Fat Bear Week doesn't officially start at Katmai National Park
and Preserve until Oct. 2, when fans can begin voting online for
their favorite ursine behemoths in tournament-style brackets.
But on Tuesday organizers revealed the four cub contestants in
this week's Fat Bear Jr. contest — with the “chubby champ
charging on to face the corpulent competition” in the adult
bracket, as Naomi Boak of the nonprofit Katmai Conservancy put
it during the livestreamed announcement.
The annual contest, which drew more than 1.3 million votes last
year, is way to celebrate the resiliency of the 2,200 brown
bears that live in the preserve on the Alaska Peninsula, which
extends from the state’s southwest corner toward the Aleutian
Islands.

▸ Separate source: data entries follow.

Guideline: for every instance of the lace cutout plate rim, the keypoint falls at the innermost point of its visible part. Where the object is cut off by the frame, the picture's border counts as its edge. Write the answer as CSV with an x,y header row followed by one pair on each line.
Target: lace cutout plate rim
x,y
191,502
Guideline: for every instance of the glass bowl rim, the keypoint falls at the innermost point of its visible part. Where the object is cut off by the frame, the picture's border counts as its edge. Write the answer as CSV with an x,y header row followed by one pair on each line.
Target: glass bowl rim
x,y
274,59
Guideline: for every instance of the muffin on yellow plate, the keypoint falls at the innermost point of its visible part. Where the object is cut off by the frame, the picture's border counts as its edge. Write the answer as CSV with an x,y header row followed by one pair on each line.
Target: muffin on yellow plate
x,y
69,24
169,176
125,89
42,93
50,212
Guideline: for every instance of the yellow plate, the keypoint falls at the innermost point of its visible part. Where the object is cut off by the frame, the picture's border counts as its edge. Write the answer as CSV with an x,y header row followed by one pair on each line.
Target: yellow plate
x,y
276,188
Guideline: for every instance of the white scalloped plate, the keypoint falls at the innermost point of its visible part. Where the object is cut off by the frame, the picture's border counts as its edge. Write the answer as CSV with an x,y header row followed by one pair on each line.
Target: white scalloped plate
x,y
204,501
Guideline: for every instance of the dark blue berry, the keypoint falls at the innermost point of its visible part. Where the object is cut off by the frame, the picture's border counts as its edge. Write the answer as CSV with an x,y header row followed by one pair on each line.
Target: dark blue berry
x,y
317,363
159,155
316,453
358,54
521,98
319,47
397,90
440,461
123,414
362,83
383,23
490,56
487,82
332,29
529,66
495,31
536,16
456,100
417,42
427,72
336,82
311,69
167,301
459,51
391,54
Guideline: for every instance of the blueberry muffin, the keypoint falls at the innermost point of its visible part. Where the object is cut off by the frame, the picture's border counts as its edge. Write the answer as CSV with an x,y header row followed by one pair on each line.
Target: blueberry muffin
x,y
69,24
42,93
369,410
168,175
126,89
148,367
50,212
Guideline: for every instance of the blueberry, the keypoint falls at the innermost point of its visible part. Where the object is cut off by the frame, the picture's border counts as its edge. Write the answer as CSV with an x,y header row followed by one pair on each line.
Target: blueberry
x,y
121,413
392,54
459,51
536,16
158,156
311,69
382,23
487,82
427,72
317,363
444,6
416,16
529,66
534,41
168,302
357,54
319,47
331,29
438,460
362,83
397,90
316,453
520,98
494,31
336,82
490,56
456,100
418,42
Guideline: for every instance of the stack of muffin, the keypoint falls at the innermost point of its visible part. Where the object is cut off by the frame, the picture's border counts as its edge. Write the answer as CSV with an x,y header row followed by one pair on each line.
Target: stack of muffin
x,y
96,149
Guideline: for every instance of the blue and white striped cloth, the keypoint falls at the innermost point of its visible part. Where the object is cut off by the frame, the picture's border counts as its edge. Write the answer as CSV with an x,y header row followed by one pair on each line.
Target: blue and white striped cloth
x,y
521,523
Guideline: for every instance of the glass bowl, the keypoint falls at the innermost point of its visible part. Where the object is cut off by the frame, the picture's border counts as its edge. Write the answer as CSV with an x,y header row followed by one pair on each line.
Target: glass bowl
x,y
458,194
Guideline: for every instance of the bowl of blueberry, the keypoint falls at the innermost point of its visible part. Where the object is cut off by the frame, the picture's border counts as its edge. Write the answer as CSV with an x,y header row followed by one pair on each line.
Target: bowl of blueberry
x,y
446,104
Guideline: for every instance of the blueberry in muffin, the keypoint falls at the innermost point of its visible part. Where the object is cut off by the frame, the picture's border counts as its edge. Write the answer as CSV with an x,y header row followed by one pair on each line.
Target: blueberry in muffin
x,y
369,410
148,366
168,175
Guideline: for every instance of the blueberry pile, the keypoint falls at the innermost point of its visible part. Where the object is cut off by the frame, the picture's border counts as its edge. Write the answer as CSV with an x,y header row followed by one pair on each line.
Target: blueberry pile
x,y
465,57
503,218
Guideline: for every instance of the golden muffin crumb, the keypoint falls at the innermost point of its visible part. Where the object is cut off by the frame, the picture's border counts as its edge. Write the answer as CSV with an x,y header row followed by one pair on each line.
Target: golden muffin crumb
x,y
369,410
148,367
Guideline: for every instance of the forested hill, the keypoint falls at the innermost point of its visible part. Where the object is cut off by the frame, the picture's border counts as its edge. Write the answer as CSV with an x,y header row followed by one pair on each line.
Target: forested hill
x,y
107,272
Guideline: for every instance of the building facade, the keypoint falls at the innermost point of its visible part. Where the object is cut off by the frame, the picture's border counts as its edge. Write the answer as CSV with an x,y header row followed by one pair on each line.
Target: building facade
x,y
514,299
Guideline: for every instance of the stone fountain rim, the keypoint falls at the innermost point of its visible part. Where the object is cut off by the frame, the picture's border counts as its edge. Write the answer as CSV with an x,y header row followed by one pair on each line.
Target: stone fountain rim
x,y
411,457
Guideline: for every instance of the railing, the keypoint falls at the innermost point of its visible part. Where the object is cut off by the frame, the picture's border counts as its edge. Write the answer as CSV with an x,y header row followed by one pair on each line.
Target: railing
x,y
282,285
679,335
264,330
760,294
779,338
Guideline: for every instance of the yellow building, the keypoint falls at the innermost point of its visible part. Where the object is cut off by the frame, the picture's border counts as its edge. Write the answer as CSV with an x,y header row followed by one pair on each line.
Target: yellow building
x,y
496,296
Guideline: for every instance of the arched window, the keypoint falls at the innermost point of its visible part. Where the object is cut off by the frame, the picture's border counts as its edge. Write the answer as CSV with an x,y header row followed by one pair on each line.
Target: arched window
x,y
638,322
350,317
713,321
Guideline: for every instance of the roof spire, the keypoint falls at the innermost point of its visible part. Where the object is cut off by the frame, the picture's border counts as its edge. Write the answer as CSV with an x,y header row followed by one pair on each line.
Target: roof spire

The most dedicated fans watch the bears on live cameras
at explore.org all summer long as they feast on sockeye salmon
returning to the Brooks River.
This year's contestants for Fat Bear Jr. include some familiar
muzzles: Both the 2022 and 2023 junior champs are up for a
repeat; they remain eligible because they still meet the
criteria for being considered a cub, including remaining with a
sow. Most cubs stay with their mother for about 2 1/2 years, but
the 2022 Fat Bear Jr. winner, known as 909 Jr., who has remained
with an aunt, is almost 4 years old.
There's also an emotional favorite: a spring cub of Grazer, last
year's Fat Bear champ. The cub's sibling died this summer after
it slipped over a small waterfall on the Brooks River and was
killed by a dominant adult male known as Chunk, or Bear 32 — an
attack captured on the bear cams. Grazer fought Chunk in an
effort to save the cub, but it later died.
Adult male brown bears typically weigh 600 to 900 pounds (about
270 to 410 kilograms) in mid-summer. By the time they are ready
to hibernate after feasting on migrating and spawning salmon —
each eats as many as 30 fish per day — large males can weigh
well over 1,000 pounds (454 kilograms). Females are about
one-third smaller.
The adult contestants for the Fat Bear Week tournament will be
announced Sept. 30, with voting taking place Oct. 2-8.